His thoughts chopped off in a harsh, strangled gasp as another face appeared on his display. Other people might not have recognized it with the hair which framed it reduced to a short, feathery mass of curls and one side paralyzed, but Hamish Alexander had seen that same face in exactly that same condition once before, and his heart seemed to stop beating.

It can't be, he thought numbly. It can't be! She's dead\ She's—

His thoughts disintegrated into chaos and incoherence as the shock roared through him, and then the woman on his display spoke.

"Trevor System Command, this is Admiral Honor Harrington." Her voice sounded calm and absolutely professional—or would have, to someone who didn't know her. But White Haven saw the emotion burning in her good eye, heard it hovering in the slurred soprano. "I'm sure no one in the Alliance expected to see me again, but I assure you that the rumors of my recent death have been exaggerated. I am accompanied by approximately one hundred and six thousand liberated inmates of the prison planet Hades, and I expect the arrival of another quarter million or so within the next eleven days—our transports have military hyper generators and we made a faster passage than they will. I regret any confusion or alarm we may have caused by turning up in Peep ships, but they were the only ones we could . . . appropriate for the voyage."

The right side of her mouth smiled from the display, but her voice went husky and wavered for a moment, and she stopped to clear her throat. White Haven reached out, his fingers trembling, and touched her face on the com as gently as he might have touched a terrified bird, yet the terror was his, and he knew it.

"We will remain where we are, with our drives, sidewall, weapons, and active sensors down until you've had time to check us out and establish our bona fides," she went on after a moment, struggling to maintain her professional tone, "but I'd appreciate it if you could expedite. We were forced to pack these ships to the deckheads to get all our people aboard, and our life support could be in better shape. We—"

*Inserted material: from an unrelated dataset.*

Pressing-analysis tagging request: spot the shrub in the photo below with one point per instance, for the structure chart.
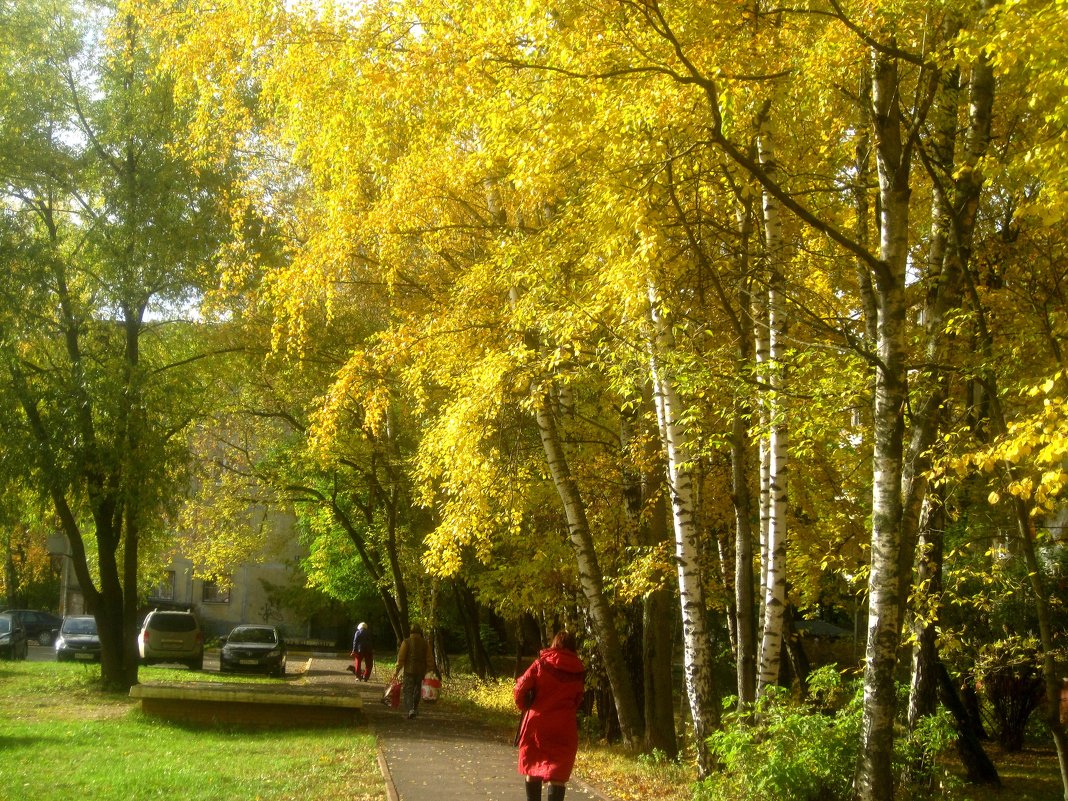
(792, 752)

She broke off, blinking hard, and Hamish Alexander's heart was an impossible weight in his chest—heavy as a neutron star and yet soaring and thundering with emotions so powerful they terrified him—as he stared at her face. He was afraid to so much as breathe lest the oxygen wake him and destroy this impossible dream, and he realized he was weeping only when his display shimmered. And then she spoke again, and this time everyone heard the catch in her breath, the proud tears she refused to shed hanging in her soft voice.

"We're home, System Command," she said. "It took us a while, but we're home."